The Best Books I Read While in Peace Corps
Submitted by Vicky on Tue, 02/20/2001 - 09:56
Tags:
- The Age of Grief by Jane Smiley
- Ordinary Love and Goodwill by Jane Smiley
- All the King's Men by Robert Penn Warren
- Anna Karenina by L. V. Tolstoy
- War and Peace by L.V. Tolstoy
- A Prayer for Owen Meaney by John Irving
- A Room With a View by E. M. Forster
- Howard's End by E.M. Forester
- Arrowsmith by Sinclair Lewis
- At Play in the Fields of the Lord by Peter Mathiessen
- The Awakening by Kate Chopin
- The Beans of Egypt, Maine by Caroline Chute
- Beloved by Toni Morrison
- Song of Solomon by Toni Morrison
- Sula by Toni Morrison
- The Bone People by Keri Hulme
- Cat's Eye by Margaret Atwood
- Daughters by Paule Marshall
- Disturbances in the Field by Lynn Sharon Swartz
- Emerson's Essays
- Fried Green Tomatoes at the Whistle Stop Cafe by Fannie Flagg
- Gabriela, Clove and Cinnamon by Jorge Amado
- Goodbye, Columbus by Philip Roth
- Heat and Dust by Ruth Prawer Jhabvala
- Herzog by Saul Bellow
- How Green Was My Valley by Richard Llewellyn
- The Joy Luck Club by Amy Tan
- he Kitchen God's Wife by Amy Tan
- The Mists of Avalon by Marion Zimmer Bradley
- My Antonia by Willa Cather
- The Song of the Lark by Willa Cather
- The Name of the Rose by Umberto Eco
- One Hundred Years of Solitude by Gabriel Garcia Marquez
- Possession by A.S. Byatt
- Still Life by A. S. Byatt
- The Razor's Edge by W. Somerset Maugham
- Rule Brittania by Daphne du Maurier
- The Serpent and the Rainbow by Wade Davis
- Travels with my Aunt by Graham Greene
- Yellow Raft on Blue Water by Michael Dorris








I spent 2 years in West Africa, and I read a lot of books, most of which had been left in country by former Peace Corps Volunteers (to whom I am forever grateful).

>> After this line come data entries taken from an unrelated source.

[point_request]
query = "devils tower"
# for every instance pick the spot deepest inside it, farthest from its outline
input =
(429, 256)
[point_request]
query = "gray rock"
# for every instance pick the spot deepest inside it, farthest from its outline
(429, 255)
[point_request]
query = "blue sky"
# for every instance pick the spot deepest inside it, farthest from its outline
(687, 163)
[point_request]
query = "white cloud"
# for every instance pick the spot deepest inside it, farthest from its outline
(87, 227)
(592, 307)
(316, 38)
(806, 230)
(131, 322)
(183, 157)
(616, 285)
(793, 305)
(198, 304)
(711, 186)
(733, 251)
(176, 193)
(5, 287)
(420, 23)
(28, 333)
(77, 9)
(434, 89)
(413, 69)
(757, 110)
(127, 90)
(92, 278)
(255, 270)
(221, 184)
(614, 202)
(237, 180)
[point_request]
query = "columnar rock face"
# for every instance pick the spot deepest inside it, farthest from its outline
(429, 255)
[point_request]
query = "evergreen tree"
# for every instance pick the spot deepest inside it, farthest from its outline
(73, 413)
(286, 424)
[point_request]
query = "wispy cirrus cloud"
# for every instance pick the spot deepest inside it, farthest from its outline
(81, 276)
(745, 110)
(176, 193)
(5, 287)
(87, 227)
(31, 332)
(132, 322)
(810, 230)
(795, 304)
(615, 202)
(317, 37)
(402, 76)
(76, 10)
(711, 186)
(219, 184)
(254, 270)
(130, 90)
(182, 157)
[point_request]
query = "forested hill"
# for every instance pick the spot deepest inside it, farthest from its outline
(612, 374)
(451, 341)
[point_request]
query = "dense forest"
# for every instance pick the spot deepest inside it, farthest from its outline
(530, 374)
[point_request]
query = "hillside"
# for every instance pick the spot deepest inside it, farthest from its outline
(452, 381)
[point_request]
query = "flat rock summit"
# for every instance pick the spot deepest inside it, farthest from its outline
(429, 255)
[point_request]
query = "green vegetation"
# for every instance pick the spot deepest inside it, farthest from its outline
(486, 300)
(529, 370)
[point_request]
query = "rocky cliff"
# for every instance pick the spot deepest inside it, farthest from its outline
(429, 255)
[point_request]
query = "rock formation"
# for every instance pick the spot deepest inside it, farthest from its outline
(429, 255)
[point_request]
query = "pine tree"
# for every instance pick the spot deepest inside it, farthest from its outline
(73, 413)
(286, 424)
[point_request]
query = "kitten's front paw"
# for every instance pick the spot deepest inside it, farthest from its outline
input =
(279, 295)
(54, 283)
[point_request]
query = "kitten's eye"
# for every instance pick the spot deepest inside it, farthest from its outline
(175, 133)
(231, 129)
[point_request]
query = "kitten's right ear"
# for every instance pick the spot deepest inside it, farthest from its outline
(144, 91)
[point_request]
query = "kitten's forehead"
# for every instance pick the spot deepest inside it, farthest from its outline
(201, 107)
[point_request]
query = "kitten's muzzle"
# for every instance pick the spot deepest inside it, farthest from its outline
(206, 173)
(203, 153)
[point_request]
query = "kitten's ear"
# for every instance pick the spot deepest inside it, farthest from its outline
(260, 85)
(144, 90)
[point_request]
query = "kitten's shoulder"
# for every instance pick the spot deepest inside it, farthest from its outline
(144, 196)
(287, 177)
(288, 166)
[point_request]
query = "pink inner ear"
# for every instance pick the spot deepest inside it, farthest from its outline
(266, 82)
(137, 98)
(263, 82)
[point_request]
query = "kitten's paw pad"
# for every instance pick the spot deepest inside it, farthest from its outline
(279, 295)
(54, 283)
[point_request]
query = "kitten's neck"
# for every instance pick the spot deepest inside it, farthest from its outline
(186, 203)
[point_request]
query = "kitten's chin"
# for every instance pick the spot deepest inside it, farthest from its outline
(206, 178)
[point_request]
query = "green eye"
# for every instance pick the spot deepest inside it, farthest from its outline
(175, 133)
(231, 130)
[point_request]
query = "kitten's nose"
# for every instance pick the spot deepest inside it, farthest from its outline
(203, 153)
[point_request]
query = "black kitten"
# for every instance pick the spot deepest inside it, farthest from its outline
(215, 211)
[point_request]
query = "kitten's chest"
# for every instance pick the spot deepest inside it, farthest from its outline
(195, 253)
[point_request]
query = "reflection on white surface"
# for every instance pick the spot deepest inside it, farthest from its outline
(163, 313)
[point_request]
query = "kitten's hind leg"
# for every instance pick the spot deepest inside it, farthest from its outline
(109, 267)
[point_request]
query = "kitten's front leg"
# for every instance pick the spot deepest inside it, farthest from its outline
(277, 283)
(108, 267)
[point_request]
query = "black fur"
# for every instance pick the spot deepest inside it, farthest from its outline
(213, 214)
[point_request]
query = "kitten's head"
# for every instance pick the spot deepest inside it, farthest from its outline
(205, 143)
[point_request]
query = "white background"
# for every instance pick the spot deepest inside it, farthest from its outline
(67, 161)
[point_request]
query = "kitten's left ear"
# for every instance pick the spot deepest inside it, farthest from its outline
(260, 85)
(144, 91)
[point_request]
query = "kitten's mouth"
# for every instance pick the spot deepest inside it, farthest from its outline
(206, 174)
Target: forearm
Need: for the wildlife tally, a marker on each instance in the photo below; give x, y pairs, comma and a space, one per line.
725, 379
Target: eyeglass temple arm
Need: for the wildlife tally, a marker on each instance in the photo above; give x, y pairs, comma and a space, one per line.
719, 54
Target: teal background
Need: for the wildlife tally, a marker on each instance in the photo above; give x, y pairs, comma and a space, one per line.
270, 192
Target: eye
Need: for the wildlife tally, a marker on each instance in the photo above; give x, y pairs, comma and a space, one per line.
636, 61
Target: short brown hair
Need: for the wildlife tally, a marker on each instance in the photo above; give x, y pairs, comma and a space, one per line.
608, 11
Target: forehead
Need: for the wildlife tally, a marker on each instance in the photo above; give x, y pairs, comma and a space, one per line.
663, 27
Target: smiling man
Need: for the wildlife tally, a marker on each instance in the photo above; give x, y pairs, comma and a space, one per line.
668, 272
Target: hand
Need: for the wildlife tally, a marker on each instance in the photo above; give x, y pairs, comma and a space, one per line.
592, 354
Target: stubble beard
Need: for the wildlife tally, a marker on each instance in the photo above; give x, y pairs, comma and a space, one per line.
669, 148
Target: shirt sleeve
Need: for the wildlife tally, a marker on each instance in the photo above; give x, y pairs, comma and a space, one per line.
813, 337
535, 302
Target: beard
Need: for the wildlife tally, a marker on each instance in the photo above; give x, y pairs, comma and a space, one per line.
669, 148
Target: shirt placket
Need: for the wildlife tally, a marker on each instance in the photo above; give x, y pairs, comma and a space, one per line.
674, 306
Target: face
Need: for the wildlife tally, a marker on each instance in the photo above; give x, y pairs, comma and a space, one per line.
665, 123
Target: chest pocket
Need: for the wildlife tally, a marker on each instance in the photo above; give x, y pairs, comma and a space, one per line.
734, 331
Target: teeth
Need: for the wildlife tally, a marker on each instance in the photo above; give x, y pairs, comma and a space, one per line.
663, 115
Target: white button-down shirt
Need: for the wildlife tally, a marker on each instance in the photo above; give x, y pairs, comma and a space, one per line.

I don't know why some of these books appealed to me then, and I'm not sure I would love them if I read them now. Nevertheless, at the time, I thought these books were terrific; some of them are well written, some are insightful and some are just fun. I also loved The Education of Little Tree by Forrest Carter, but when I read it I was under the impression it was a memoir. Now that I know it is a novel, I might not be so impressed (and there are too many books out there to read for me to re-read that one to see). This is a comparative list as far as it goes; that is, One Hundred Years of Solitude is on the list but Love in the Time of Cholera is not . . . well, I preferred One Hundred Years of Solitude. However, those are the only two books by Gabriel Garcia Marquez I've read. A Prayer for Owen Meaney is on the list but no other John Irving--I admit that the only other Irving I've read is The World According to Garp, which I didn't care for. Perhaps I should try others. Some day.
Sooo, I'm not sure how you might use this list--perhaps if you are planning on being stranded on a deserted island for a couple of years (which is what my PC experience was kinda like) you might want to take these books along. Don't forget the sunscreen.